With the December 15, 2003 capture of Saddam Hussein, Mr. Bush would get
another bump to the mid-fifties, but then again would slip back down to the
high forties, low fifties.
Fortunately, his Democratic opponent, John Kerry, would never rise beyond
48% support in the polls. In re-examining Mr. Kerry's support levels throughout
2004, they resemble the EKG of a dead man – 48% in March, 48% before the
Democratic National Convention in July, 48% after the convention, 48% by Labor
Day, and 48% on election day. A straight line from beginning to end. Kerry
never bonded with his constituency or moderates who were looking for an end of
the war in Iraq. He never gave them either a plan for ending the war nor a
compelling persona to which they could relate.
Mr. Bush won with 50.8% of the vote on the same day that majorities gave him
a negative job performance rating, said he did not deserve to be re-elected,
and saw the country headed on the wrong track. The victory was an historical
anomaly, though Messrs. Bush and Rove did indeed get an additional number of
rural and conservative voters out to the polls.
Ironically, Mr. Bush wanted his presidency to be all about the war in Iraq.

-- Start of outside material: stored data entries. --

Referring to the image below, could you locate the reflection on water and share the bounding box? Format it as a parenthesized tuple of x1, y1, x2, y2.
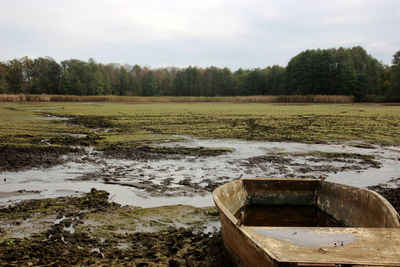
(235, 205, 343, 227)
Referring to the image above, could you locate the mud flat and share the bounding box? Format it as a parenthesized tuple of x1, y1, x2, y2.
(1, 103, 400, 265)
(1, 138, 399, 265)
(1, 137, 400, 208)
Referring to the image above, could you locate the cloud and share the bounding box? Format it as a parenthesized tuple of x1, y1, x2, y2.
(365, 41, 398, 64)
(0, 0, 250, 44)
(322, 15, 373, 25)
(0, 0, 400, 68)
(366, 41, 397, 52)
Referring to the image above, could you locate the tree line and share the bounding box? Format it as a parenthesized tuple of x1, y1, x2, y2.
(0, 46, 399, 101)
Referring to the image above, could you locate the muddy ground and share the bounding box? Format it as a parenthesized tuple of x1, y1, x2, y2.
(1, 145, 399, 267)
(0, 144, 235, 265)
(1, 183, 399, 266)
(0, 145, 82, 172)
(1, 105, 400, 266)
(0, 189, 232, 266)
(368, 180, 400, 214)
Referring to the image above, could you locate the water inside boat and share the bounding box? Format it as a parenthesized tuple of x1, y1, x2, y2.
(235, 205, 344, 227)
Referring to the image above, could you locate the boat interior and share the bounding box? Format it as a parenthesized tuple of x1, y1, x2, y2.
(213, 178, 400, 266)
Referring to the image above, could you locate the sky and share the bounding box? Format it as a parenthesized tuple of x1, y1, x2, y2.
(0, 0, 399, 70)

Aside from his motives for going to war, the popularity of his position in
fighting the war on terrorism was seen as pulling up the increasingly negative
numbers who support the war in Iraq. Linking the two would serve the president
well.
Instead, the opposite has occurred. The unpopularity of the war in Iraq not
only is dragging the public's support for this president's fight in the war on
terrorism – now only in the high forties where it was 64% when he was
re-elected – but is also causing a drag on everything the President says
and does. Mr. Bush is no longer seen as truthful and, and in a public mood that
can best be seen as throwing the baby out with the bath water, the public is
piling it on, giving the president low marks in every category we have tested
– the war, foreign policy, the economy, health care, protecting social
security, and even gas prices (which the public understands is something a
president cannot control).
And in our recent year end poll, we find that the president not only gets
low marks from Democrats (11%) and Independents (24%), but has now lost support
from key groups he needed in his re-election: married voters, gun owners,
investors, Catholics, and voters in the so-called Red States (those that he
carried in 2004). In fact, Mr. Bush gets only a 52% positive rating among
Born-Again Christians and only 71% among conservative, much lower numbers than
he needed to win and needs to govern effectively.

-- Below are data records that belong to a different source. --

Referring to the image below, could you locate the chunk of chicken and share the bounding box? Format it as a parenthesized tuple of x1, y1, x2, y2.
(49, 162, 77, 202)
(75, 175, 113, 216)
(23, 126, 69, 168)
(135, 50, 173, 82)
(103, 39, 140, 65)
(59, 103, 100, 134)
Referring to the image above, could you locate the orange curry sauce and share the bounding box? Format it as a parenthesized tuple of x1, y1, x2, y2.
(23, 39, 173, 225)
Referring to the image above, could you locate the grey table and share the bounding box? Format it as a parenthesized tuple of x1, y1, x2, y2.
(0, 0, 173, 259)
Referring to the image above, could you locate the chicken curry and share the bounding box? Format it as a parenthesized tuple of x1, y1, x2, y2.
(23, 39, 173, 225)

Polls taken near the end of the year show an improvement for Mr. Bush, but
the uptick reflects only that he is regaining the support from a portion of his
political base that had been disenchanted.
Barring anything unforeseen, this president will most likely not see the
positive side of 50% again. He banked his presidency and his political capital
on the war in Iraq and is now at the mercy of things on the ground that are
beyond his control.
In short, Mr. Bush appears to have won many political battles along the way,
but he may end up losing the war, both figuratively and literally, as his
presidency behaves like that rubber ball which, at the mercy of gravity,
eventually, inevitably runs out of bounces and rolls down the gutter.